Rudolf Steiner was born to a minor railway official and his wife in 1861, in an area that was then part of Austria, but is today the border area between Croatia and Hungary. From boyhood he had, as he later wrote in his autobiography, ‘burning questions about life and the world and the soul’. This was in part provoked by his natural clairvoyance, yet what was to drive him throughout his life was the reconciliation of that clairvoyant experience with spirit of science which was the hallmark of the time into which he had been born.
Throughout his life he was vigorously committed to this latter as the correct and necessary evolutionary path of human knowledge. Thus he chose to train in the ways of science, graduating in maths, physics and chemistry at the Technical University in Vienna in 1883. Throughout his time in Vienna however he, struggled with a painful but necessary decision he had made to defer serious work on his avowed goal - the uniting of the world of natural science with the world of spirit.
Conspicuously successful in his studies, Steiner had by the age of 25 written introductions and commentaries for four volumes of Goethe’s scientific work and published a book on Goethe’s theory of cognition. These met with sufficient scholarly acclaim that he was invited to the Goethe Institute in Wiemar, Germany in the role of scientific editor to a new edition of Goethe’s works.
Although this role occupied him through to the age of 35, Steiner during the same period, found time to collaborate on a complete edition of the works of Schopenhauer and to earn a Ph.D. from Rostock University.
His doctoral thesis (concerned with matters relating to Fichte´s concept of the ego) reflected an interest which was not only to be life-long, but was also fundamental to his quest for forms of science capable of tackling the question of spirit - namely, the nature of human individuality.
As well as Fichte, and Schopenhauer, Steiner also studied extensively the work of Kant (from the age of 16), Schiller, Hegel, Nietzche (with whom he had a personal relationship), and others.
Yet in the end it was Goethe´s work which held the most promise for helping to bring questions concerning spirit within the compass, not merely of experience, but of something which could be called rigorous knowledge in a way comparable to undeniable rigour of materialistic science.

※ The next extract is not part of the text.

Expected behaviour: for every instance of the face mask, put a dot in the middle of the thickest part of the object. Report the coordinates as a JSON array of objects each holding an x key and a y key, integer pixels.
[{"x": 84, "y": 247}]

Here we must digress a little to Goethe´s work, for it is foundational to Steiner´s: An unusual achievement in any era, Goethe was highly accomplished in both science and the arts. Even to the point that he was able to experience them not as two separate arenas at all, but as different dimensions of the same arena. Thus his approach to science began with an aesthetic attitude, and a conception of nature not as a set of disparate phenomena but as a unity, in which every phenomenon must be a morphological development of other phenomena. Next he strove for direct and participative knowing, in which “the phenomena themselves become the theory”.
Such knowing, in the Goethean approach, requires entering perceptively into the morphological processes at work, allowing them to play themselves out as archetypes in observer´s consciousness, so as to reveal underlying truths.